INTRODUCTION
Technological decisions within the Healthcare sector have long been guided by risk aversion principles. Digital transformation was perceived as an unnecessary risk to established methods of care provision. But now, as legacy systems slow down organisations and pose increasing risks to cyber security, hospitals can no longer be complacent. In the pursuit of improved patient outcomes and mitigation of an increased volume and sophistication of cyber-attacks, leaders are confronting the technological debt and are moving away from the infrastructure dependencies weighing down the sector.
Hospitals are now making bold strides towards interoperability, turning to cloud technology to create hybrid-environments that enhance business performance as well as the patient journey. But as the operating and technological environment shifts, so too does the attack surface. Given both the value and sensitivity of the patient information that hospitals hold, as well as the essential nature of the services they render daily, security risks must be met proactively.
To help address this issue, Akamai hosted healthcare executives from across the public private divide for a candid, virtual conversation on the practical steps hospitals can take to advance their security posture. Their conversation unearthed several shared challenges, as well as aligned opportunities. This is what they had to say.
THE OPPORTUNITY
Cloud technology is providing hospitals with greater flexibility, scalability, and efficiency than existing on-premise infrastructure. Legacy IT systems were implemented at a time when hospitals were only required to support patients whilst they were physically within the hospital. These days, patient data is no longer stored in a file on the premises but held across multiple practitioners’ systems, across multiple organisations and even by the patient themselves with the rise of wearable devices such as smart watches that collect a patient’s health data.
Patients also expect far greater service both prior to an admission and for after-care, so the patient journey is no longer confined to within the walls of the hospital itself. To meet this challenge, hybrid environments are emerging as the preferred model that deliver both a superior experience and better controls to secure patient data.
THE CHALLENGE
The move from legacy infrastructure to hybrid-cloud environments exposes hospitals to an array of cyber-security risks. As hospital environments evolve and establish new connections, the attack surface available to attackers shifts. To enable interoperability, devices and systems that sit outside of the existing network perimeter defenses must be able to talk securely with the cloud. Each device, every link, represents a potential vulnerability that must be protected from an array of threats, from DDoS attacks and credential abuse to emerging, more sophisticated, attack vectors formulated by state actors.
BUSINESS IMPLICATIONS
The volume, sophistication, and successs of attacks directed at healthcare organisations is climbing steadily. The value of patient data, combined with the relative unpreparedness of the sector to protect data assets, largely accounts for this increased severity of attacks. The rapid rise of electronic medical systems and interoperability requirements has rendered previous methods of storing data behind firewalls and allowing minimal traffic from the internet to get into the network ineffective.

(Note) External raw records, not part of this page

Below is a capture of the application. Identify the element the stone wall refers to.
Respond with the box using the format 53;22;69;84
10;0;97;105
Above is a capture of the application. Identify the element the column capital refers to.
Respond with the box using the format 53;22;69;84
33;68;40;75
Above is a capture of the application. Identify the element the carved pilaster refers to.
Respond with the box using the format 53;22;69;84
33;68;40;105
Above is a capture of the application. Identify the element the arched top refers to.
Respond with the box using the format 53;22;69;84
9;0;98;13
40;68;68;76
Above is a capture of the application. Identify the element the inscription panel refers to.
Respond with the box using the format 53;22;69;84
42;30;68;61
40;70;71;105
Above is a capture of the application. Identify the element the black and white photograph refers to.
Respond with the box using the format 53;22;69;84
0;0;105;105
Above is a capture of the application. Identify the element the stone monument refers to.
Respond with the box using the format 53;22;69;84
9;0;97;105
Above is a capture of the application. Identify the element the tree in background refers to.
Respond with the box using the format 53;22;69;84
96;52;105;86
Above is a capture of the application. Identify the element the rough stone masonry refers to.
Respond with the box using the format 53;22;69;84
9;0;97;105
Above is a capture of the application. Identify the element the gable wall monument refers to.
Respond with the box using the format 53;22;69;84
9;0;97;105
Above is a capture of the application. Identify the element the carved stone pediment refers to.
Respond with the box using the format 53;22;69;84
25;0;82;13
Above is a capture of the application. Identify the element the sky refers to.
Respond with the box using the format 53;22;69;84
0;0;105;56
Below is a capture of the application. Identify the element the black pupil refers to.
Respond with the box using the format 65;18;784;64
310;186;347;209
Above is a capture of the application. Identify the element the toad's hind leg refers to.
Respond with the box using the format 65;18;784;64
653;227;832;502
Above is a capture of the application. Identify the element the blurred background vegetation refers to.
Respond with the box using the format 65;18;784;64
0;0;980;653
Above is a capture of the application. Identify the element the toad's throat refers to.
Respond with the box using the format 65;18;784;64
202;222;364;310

As a result, hospitals must now address two opposing challenges; improving their security in the face of more frequent, and sophisticated attacks, whilst simultaneously creating portals for patients and healthcare providers outside the network to securely access that same data. To overcome cultural resistance and build change momentum, security leaders must effectively articulate the specific ways that digital transformation will not only improve the delivery of patient outcomes and secure data but shift budgets from CAPEX to OPEX.
RECENT DEVELOPMENTS
One path for extending the patient journey is telehealth, which has the potential to fundamentally transform the healthcare landscape. Naturally, the unique characteristics of the nation’s geography hinders the provision of care in remote communities. The technological capability to bypass these limiting environmental characteristics is a crucial step towards revolutionising the way patients interact with the sector. But the potential of telemedicine services to improve patient outcomes extends beyond applications in rural locations.
Patients in all locations and at all stages on the continuum of care will benefit from the sector raising its telepresence. Historically, the unwillingness of both private health insurers and Medicare to extend coverage for telehealth has limited the market and by extension the efficacy of telemedicine services. However, the ongoing pandemic has served as a catalyst for accelerating investment in telehealth, prompting healthcare providers and insurers alike to begin disassembling physical barriers to care delivery. It would be surprising if the sector constricted rather than accelerated its telepresence as our operating environment begins to correct.
CONCLUSION
A significant amount of technical debt has accrued in hospitals due to the healthcare industry’s historical reticence to embrace digital transformation. Hospitals are now accelerating projects to regain control over their networks and data. By curating hybrid environments with cloud delivered security controls, hospitals are improving patient outcomes while providing greater protections over health information.
By keeping bad actors at the edge, they can never reach and overburden the hospital’s data centre. Healthcare leaders must remain proactive and diligent as digitisation extends the patient journey beyond the physical hospital site. The security landscape will continue to evolve – new threats will emerge, and old threats will resurface – but with the help of trusted security partners and technologies, hospitals have the potential to radically improve their cyber security postures and the patient experience.